Anyway, last weekend I interviewed at Microsoft for a Program Manager position. You might recall that I interviewed with Orbitz a few weeks prior. I got an offer from Orbitz and let the recruiters at MS know. Then the MS recruiters hurried up the process and let me interview with them. Pretty cool! I ended up declining the Orbitz offer (but it was awesome and I would have taken it if I hadn’t gotten a better offer, more on that later).

Um, I realize at this point that in the interest of actually getting a job, I should be neutral when I talk about companies. Luckily, all of the companies I’ve dealt with so far have been class acts. So I don’t really need to hold anything back. They’ve been awesome. The whole experience of job hunting has been a real eye-opener for me. From exploding offers and figuring out offer goodness, I’ve been learning a lot.

So anyway, I flew to Seattle and got there at around 11am. I got a rental car (a Toyota Highlander SUV) and drove to the Pike Place Market, which is apparently one of the really cool places to see. I got lunch there and wandered around various shops. Then I decided to go to the Seattle Library, which is really super awesome. And being a student at a library school, I knew I needed to check it out. The library had multiple floors of awesome. The decor in there is like Ikea, except cooler! And it’s in a library!

On my interview day, I tried leaving early but it took me a while to find Building 19 (the HR building) where I was supposed to meet with my recruiter. Microsoft campus is huge-ass. I was a little late. 19 is probably the spiffiest building I encountered, with its sorta dim lighting (for mood), Microsoft Surface to play with, and Rock Band! There were a lot of other students there waiting for their recruiter to get them. They all seemed kinda nervous. It was hard to get them to even acknowledge I was trying to joke around with them and get a posse to play. Then, I was about to start a song when my recruiter called my name. Ah, well.
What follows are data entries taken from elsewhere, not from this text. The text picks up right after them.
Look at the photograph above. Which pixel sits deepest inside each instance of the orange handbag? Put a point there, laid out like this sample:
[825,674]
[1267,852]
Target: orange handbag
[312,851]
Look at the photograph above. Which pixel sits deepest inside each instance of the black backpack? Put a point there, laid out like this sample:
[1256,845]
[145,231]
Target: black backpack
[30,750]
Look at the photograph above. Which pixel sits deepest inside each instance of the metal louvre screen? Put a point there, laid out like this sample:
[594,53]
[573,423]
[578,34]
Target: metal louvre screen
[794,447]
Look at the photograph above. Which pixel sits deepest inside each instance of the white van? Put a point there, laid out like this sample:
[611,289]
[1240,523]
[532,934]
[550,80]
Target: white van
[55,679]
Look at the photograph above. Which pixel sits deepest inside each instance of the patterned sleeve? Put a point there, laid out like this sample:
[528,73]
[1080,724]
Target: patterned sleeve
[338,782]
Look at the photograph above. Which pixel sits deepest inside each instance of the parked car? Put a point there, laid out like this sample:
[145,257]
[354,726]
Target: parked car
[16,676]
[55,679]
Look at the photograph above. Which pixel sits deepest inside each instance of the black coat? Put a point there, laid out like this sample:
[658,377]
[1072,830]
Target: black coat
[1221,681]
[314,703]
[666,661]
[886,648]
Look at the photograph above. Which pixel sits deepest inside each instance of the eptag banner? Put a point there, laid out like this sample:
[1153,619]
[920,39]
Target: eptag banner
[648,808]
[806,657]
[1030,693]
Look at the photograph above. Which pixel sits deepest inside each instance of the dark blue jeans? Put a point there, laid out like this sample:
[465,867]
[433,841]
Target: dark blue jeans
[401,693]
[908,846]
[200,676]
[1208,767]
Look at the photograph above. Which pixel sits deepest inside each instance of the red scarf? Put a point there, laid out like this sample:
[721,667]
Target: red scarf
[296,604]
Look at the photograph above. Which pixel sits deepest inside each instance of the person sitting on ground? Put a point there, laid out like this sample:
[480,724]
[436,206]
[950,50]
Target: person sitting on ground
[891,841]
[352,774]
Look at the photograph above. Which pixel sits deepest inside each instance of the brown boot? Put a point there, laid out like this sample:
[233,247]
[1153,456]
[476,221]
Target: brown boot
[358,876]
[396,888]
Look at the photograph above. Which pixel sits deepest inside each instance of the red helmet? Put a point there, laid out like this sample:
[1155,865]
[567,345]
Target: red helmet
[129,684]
From 10-4 it was interviews. They were each an hour long, except for a “lunch” interview which lasted 1.5 hours. And I had 30 minutes to sort of pass out after lunch before the final two interviews. Note to people looking for info on questions they ask in Microsoft interviews: don’t bother. I’ve noticed that a lot of people find my blog while they’re looking for interview questions to prepare for their own interviews. The thing that people don’t understand is that everyone asks different questions. And you don’t need to know the answers beforehand anyway. The whole point of the questions is that you answer them on the spot, and that the process of answering the question is what the interviewer wants to see. So if you knew the answer already, you might do worse in the interviewer’s eyes because they’d be like, “what the heck? This person doesn’t think!” Also, most of my questions were about me, so you’d have to do a lot of studying about Hung Truong if you wanted to ace my particular interview questions. </rant>

The interviews themselves were thoughtful and pretty cool. The people interviewing me were really smart and all seemed like cool dudes to work with. I mean, as a self-respecting geek I know that Microsoft has a certain reputation for software. The thing is that a company as big as Microsoft will inevitably have great products and not-so-great products. Also, I read this article in Fast Company about Gary Flake, my new(est) role model! MS is finally entering the web space like they mean it and it’ll be interesting to see how they approach it and how it will affect the other big players (Google and Yahoo… to some extent).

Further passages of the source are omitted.